Nata con l’intento di apportare nuova linfa ai luoghi della cultura gestiti dallo Stato attraverso l’apertura ai privati di un mercato a lungo inaccessibile, la Legge Ronchey non è riuscita a prevedere gli sviluppi futuri della sua applicazione pratica. Lungi dall’aver dato vita ad un sistema tanto efficiente quanto trasparente, la gestione delle gare per l’affidamento dei servizi aggiuntivi dei musei e delle aree archeologiche statali è stata più volte oggetto di indagine da parte delle autorità di controllo. Seguendo un iter tutt’altro che lineare fatto di norme prima introdotte, poi riviste e alla fine abrogate, il nuovo regolamento che fissa le linee giuda per la predisposizione dei bandi di gara sembra essere pronto, anche perché il 30 giugno scade il termine entro il quale le nuove gare devono essere bandite.
Secondo quanto riportato da Antonello Cherchi sulle pagine del Sole 24 Ore risultano essere due le grandi novità introdotte dalle nuove disposizioni in materia di servizi aggiuntivi. La possibilità di indire un singolo bando per ciascun servizio aggiuntivo, avendo il Decreto Legge 30 aprile 2010 n. 64 “Disposizioni urgenti in materia di spettacolo e attività culturali” abrogato l’articolo 14 del Decreto Legge 1 ottobre 2007 n. 159 che prevedeva l’affidamento dei servizi in forma integrata, e la suddivisione dei luoghi della cultura in tre diverse categorie – piccoli, medi e grandi – a seconda del numero dei visitatori.

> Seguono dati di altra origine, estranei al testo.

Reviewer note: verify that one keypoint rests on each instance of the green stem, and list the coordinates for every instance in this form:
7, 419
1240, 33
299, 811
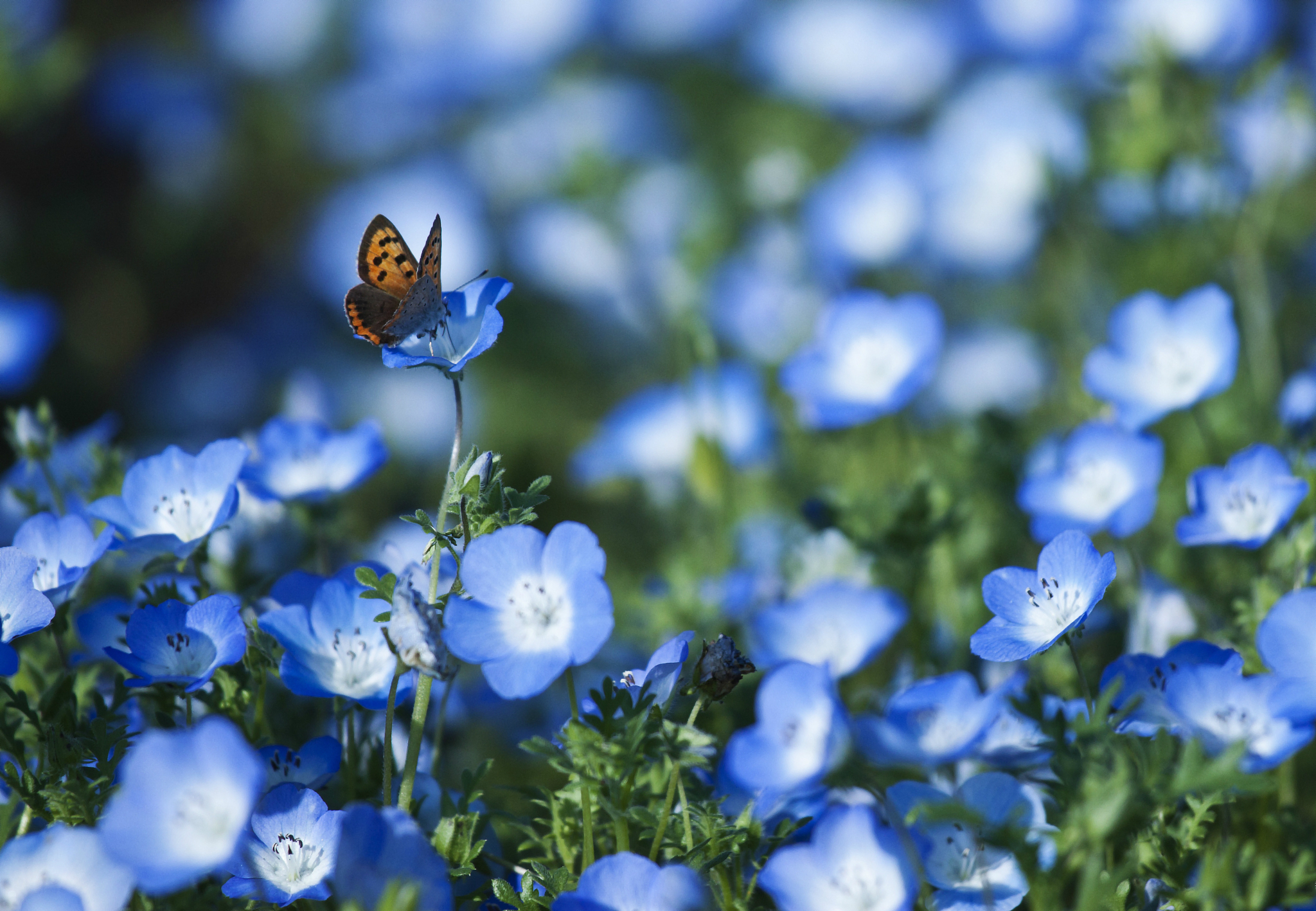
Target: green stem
389, 734
420, 708
1082, 678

La maggiore preoccupazione, espressa da alcuni operatori del settore, sembra riguardare la tutela della concorrenza all’interno di un mercato in cui predominano pochi, grandi gruppi. Una relazione della Corte dei Conti ha messo in evidenza il fatto che “otto società concessionarie gestiscono in Italia il 90% dei servizi, delle quali una è addirittura presente in 24 musei con ricavi che si avvicinano al 24% del totale”. A questo proposito il Libro Bianco “La valorizzazione della cultura fra Stato e mercato”, redatto da Confindustria con la collaborazione di Confcultura, parla di fenomeni di concentrazione ancora più rilevanti e preoccupanti se si prendono in considerazione le 130 concessioni nazionali. Di queste “le concessioni ad associazioni temporanee di imprese (ATI) risultano essere 108, mentre quelle a raggruppamenti (RTI) sono appena 2 e le restanti 20 concessioni sono individuali. Concentrando l’attenzione solo sulle ATI, 39 (pari al 30%) fanno riferimento ad un unico gruppo imprenditoriale […] e non sono rari anche fenomeni di incrocio tra partecipazioni societarie delle imprese concorrenti e tra membri dei consigli di amministrazione e tra manager delle diverse imprese”.
E’ evidente che esista un problema di natura concorrenziale. Difficile prevedere se la “parcellizzazione” delle gare, come è stata definita la nuova modalità di affidamento, contribuirà ad acuire oppure a ridimensionare le anomalie oggi presenti. Ciò che il nuovo regolamento potrebbe fare, al di là dell’istituzione di nuovi principi guida, è stabilire delle norme che indichino in maniera chiara quali siano i soggetti autorizzati a partecipare alle gare, prevedendo dei requisiti più stringenti al fine di assicurare un’equa distribuzione del mercato dal punto di vista competitivo. Se oltre tutto si riuscisse anche a far sì che le concessioni dei servizi aggiuntivi fossero direttamente disciplinate dalle direttive comunitarie in materia e dal codice dei contratti pubblici, cosa che al momento non è, forse buona parte dei problemi scomparirebbe o sarebbe di più facile risoluzione.